Pero no se tiene tal cuidado.
A los diarios
les cuesta dinero las copias fotográficas
analógicas tomadas en su momento, de ahí
que en muchas ocasiones se decide archivar todo
ese material, sin selección previa. Como
esa selección previa implica la destrucción
o desprecio de copias que han costado un dinero,
pues se decide archivar todo lo existente, sin
seleccionar antes de archivar. Por esa vía,
algunos archivos crecen de forma desmesurada,
mientras en ocasiones acaban transformados en
meros almacenes de fotografías, sin mayor
orden para una mejor gestión.
Lo más
adecuado es realizar esa selección previa;
como primera medida, no copiar todas las imágenes
captadas (en el caso de que se siga trabajando
con copias analógicas) y hacer una primera
selección justo en el momento de hacer
clic con la cámara; en segundo lugar,
hacer una selección posterior en el estadio
de la copia de imágenes, para acabar de
hacer tal selección antes de archivar,
después de haber decidido qué se
publica. Aunque la foto digital se imponga día
a día, los antiguos archivos fotográficos
de prensa siguen siendo principalmente analógicos,
de modo que los problemas derivados de tal situación
se mantienen en el tiempo digital.
Como resultado
de lo anterior, muchos archivos están
sobresaturados y con una enorme cantidad de fotos
innecesarias, que nunca se van a publicar o que
se publican de forma errónea. Son archivos
supuestos, más cercanos al concepto de
un almacén de fotos, sin mayor idea de
orden y control sobre lo que allí se custodia.

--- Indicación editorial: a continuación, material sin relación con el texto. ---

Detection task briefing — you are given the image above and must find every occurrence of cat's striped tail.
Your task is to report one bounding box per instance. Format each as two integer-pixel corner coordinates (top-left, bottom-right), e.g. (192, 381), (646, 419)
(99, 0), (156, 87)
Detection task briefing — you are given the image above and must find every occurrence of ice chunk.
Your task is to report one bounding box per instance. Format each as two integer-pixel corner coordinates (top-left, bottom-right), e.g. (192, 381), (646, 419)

Después viene la falta de cultura visual
del responsable de la inserción de fotos
en página, que no es un fotógrafo
por lo general. Parece existir la idea de que
todo vale, que cualquier fotografía por
ser de archivo tiene algún valor añadido
para servir de modo casi universal. Otra teoría
habla de que el lector nunca se entera de los
atropellos que se cometen desde las planas del
diario, que no se entera de la mala práctica
profesional que se hace a través de la
fotografía. Hay algo de cierto en esto
último o al menos no se manifiesta el
malestar que la situación puede originar
entre lectores tan poco críticos como
meros lectores.
A partir de
tales supuestos, que no son tales, se construye
el edificio del mal trato dado a la imagen fotográfica
en prensa cuando procede de un archivo que no
respeta los principios de la archivística,
referido a pertinencia entre la foto archivada
y el texto al que va a complementar. Si la foto
archivada no complementa un texto, deja de ser
pertinente y pasa a ser un chirrido dentro de
la página que la contiene. Esto sucede
con demasiada frecuencia.
El problema
aparece a partir de uno de los principios del
diseño periodístico, que aconseja
que en toda página al menos debe ir una
foto en la información de mayor tamaño,
que suele ser la más importante. Hay quien
entiende que si no hay foto, ésta ha de
aparecer donde sea y se recurre al archivo. Las
fotos de archivo suelen ser de tres tipos:
- fotos transmitidas
en su día por una agencia de prensa:
todas las telefotos llevan un pie de foto con
una breve leyenda que incluye todos los datos
de la imagen.
- fotos que
no se publicaron cuando se hicieron: suelen
ir sin información detallada de lo que
significan o a qué corresponden; en ocasiones,
el fotógrafo hace una breve anotación
al dorso.
- fotos que
se publicaron en su día y se guardan
ante la posibilidad de que se vuelvan a reproducir.
Lo correcto en estos casos es que al dorso se
ponga la fecha y página de su publicación,
más el pie de foto que levaron, recortado
del diario y fijado a la foto por detrás.
En ninguno de
los tres casos tendría que haber problema
para la selección de la foto de archivo.
Siempre hay o ha de haber una pista para evitar
la confusión. Entra en juego, no obstante,
la prepotencia del mal profesional que estima
que nadie se va a dar cuenta de su jugarreta
a la profesionalidad. No puede haber otra explicación
a los descalabros que se ven con harta frecuencia.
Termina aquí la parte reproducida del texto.